Excerpted from American Metal Market
June 21, 2005
© 2005 American Metal Market 

By Scott Robertson

A member of the San Francisco Giants’ baseball team would not have to watch slugger Barry Bonds for very long to realize he was in the presence of greatness. And almost every baseball aficionado would have a relatively easy time defining the legacy of one of the game’s greats.

Defining the legacy of F. Kenneth Iverson, the late chairman and driving force behind the growth of Nucor Corp., Charlotte, N.C., is almost as easy. Iverson hit his share of home runs, most of them in the form of promoting radical technology and in his dealings and relationships with those he met, both inside and outside the Nucor family.

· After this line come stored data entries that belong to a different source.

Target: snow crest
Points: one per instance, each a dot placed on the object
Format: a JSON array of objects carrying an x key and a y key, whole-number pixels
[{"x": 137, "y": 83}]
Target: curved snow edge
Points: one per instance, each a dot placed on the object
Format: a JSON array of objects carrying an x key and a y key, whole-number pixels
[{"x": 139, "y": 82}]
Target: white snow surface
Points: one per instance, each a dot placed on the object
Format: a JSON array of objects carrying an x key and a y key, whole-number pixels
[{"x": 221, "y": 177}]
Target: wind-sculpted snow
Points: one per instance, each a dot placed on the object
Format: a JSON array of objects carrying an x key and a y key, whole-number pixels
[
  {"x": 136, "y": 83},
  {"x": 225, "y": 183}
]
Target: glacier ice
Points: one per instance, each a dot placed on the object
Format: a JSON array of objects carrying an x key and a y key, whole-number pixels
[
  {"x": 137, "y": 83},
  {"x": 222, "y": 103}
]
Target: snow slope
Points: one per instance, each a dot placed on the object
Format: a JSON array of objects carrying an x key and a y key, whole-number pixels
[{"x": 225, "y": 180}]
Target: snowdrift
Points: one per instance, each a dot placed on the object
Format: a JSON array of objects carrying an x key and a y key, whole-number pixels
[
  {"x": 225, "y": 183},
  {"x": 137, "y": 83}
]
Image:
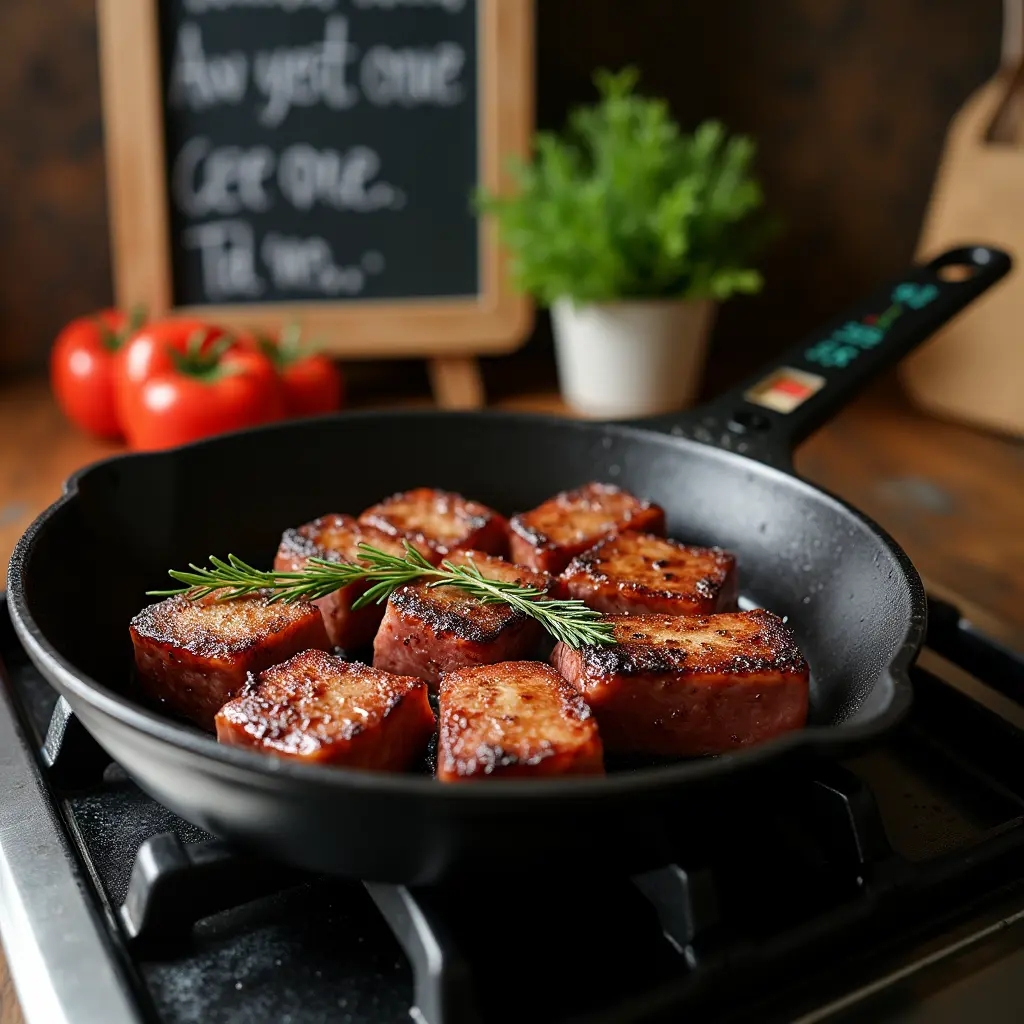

Three years after his death, Iverson’s influence is still clearly seen throughout the steel industry, most notably in this continuing work at Nucor, but also at Steel Dynamics Inc., Fort Wayne, Ind., the proposed Steel-Corr LLC mini-mil project, the merging of International Steel Group (ISG) into what is now Mittal Steel Co. NV, and even at places like U.S. Steel Corp.

Mark Reutter, author of Making Steel, a history of Bethlehem Steel Corp.’s Sparrows Point, Md., plant, puts Iverson in a class with the likes of such steel industry pioneers as Frederick W. Wood.

“I think Iverson was the most important figure in the post-war steel industry," said Reutter, who is business and law editor at the University of Illinois at Urbana-Champaign. “He brought the entrepreneurial spirit back to the industry. I think it’s fair to say he created the post-1980s steel industry. He showed the power of technology to move a mature industry forward. He had that strength and that passion. He was different from the jargon-filled steel executives. His commitment to thin-slab casting and other technology revived the industry.”